Sebuah mobil hitam melesat menembus keramaian, menuju sebuah rumah makan yang bergaya klasik di pinggiran kota.

Mobil itu bertengger kurang lebih 1 jam di area parkiran, sebelum akhirnya melesat kembali membawa dua tubuh gagah, menuju sebuah Hunian yang berjarak tempuh 1 jam dari rumah makan tersebut.

"Beristirahatlah dulu jika sudah sampai, nanti ku bangunkan." Ucap sosok di balik kemudi, yang tak lain adalah Handoko.

Mendengar perkataan itu, sosok Anggara di belakang menyeringai sejenak dan menjawab. "Sikap macam apa itu?, kau adalah seorang supir. Beraninya memerintah tuan ini."

Kali ini sosok Handoko yang giliran tersenyum tipis, dan menyahuti. "Oh...Jadi hari ini sudah di hitung, baaaiiik!, jangan menyesal nanti." Handoko tersenyum sedikit lebar, setelah tak mendengar bantahan dari balik punggung.

"Aku akan mengambil satu dari 10 cluster terbaik di sana."

Setelah mengatakan itu, Handoko membawa mobil dengan santai menuju sebuah jalan yang akan membawanya ke sebuah hunian rumah terbaik, diantara deretan bangunan rumah di pusat tujuan.

"Rumah cantik tunggu kedatanganku." Candanya lagi, dengan sumringah kuat terpancar pada raut wajah.

Sementara itu, sosok di belakang hanya bisa tersenyum melihat kekonyolan sahabatnya serta mulai memejamkan mata.
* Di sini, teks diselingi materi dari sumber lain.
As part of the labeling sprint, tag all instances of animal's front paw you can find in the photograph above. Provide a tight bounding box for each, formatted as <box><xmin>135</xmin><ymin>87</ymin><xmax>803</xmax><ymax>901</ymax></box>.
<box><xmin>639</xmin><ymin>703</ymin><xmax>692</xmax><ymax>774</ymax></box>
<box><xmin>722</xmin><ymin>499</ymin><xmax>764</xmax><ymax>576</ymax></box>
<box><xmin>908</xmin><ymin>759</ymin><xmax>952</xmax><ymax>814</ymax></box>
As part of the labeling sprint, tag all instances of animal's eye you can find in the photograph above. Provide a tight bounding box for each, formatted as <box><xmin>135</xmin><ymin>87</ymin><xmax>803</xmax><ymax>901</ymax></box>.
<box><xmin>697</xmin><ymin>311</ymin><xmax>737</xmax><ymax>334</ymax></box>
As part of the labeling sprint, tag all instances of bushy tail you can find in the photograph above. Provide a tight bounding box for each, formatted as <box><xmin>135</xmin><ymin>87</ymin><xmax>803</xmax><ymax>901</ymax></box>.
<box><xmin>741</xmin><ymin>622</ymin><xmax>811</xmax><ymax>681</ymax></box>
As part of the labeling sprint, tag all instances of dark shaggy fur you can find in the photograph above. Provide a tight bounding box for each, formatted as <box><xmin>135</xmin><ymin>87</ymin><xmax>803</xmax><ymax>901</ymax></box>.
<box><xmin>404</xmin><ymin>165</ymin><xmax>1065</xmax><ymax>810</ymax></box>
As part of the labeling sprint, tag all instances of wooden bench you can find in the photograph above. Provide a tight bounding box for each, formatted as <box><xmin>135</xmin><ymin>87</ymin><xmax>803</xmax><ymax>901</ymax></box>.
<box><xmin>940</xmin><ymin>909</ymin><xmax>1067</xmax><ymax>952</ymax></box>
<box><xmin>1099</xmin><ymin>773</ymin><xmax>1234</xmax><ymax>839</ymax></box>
"Selama aku tidak terganggu dalam perjalanan ini, kau bisa mengambil apa yang kau inginkan." Sahutnya malas. Angga telah bersiap untuk menutup mata sebab memang sejak keduanya keluar dari rumah makan, pria tersebut telah memutuskan untuk beristirahat sejenak, lagi pula ini adalah salah satu manfaat memperkerjakan sopir mahal.

Sementara Handoko yang bertugas membawa mobil, memutar musik yang tersimpan pada flash disk yang tersedia disana, untuk menemani dirinya terjaga selama perjalanan.

Handoko memilih lagu dengan irama lembut serta tenang, untuk memuluskan jalan sang bos menuju pulau kapuk.

Sesekali ia akan melantunkan lirik lagu yang tengah di dengarnya dari pemutar musik.

Bahkan, terkadang jari-jarinya melakukan ketukan pelan di atas pegangan setir kemudi, dan tentu saja gerakan jari itu, di selaraskan dengan nada intonasi musik di alat pemutar.

"Hidup memang harus di nikmati, sebagai seorang supir high class, aku tidak akan pusing dan bosan untuk beberapa hari ke depan." Gumamnya untuk diri sendiri.

Dan itu benar adanya, untuk memperoleh salah satu rumah terbaik di pemukiman menengah keatas di depan sana, Handoko hanya menerima syarat dari Anggara, untuk menjadi sopir spesialnya seminggu.

Dan hal tersebut bukanlah hal yang merugikan,

justru Handoko merasa sangat antusias.

Dimana lagi, akan ada supir yang berkerja hanya dalam seminggu, mampu menerima gaji setara 1M lebih.

Membayangkannya saja, bibir pria tersebut telah mencetak senyum lebar, dan melelehkan madu ajaib yang super-duper manis.

"Oh...my sweet home, aku datang." Ucapnya lagi. Dan masih untuk dirinya sendiri.

Handoko tidak ambil pusing, tentang orang di belakang sana, baik ia mendengar perkataan itu atau tidak, yang jelas perjanjian masih berlaku.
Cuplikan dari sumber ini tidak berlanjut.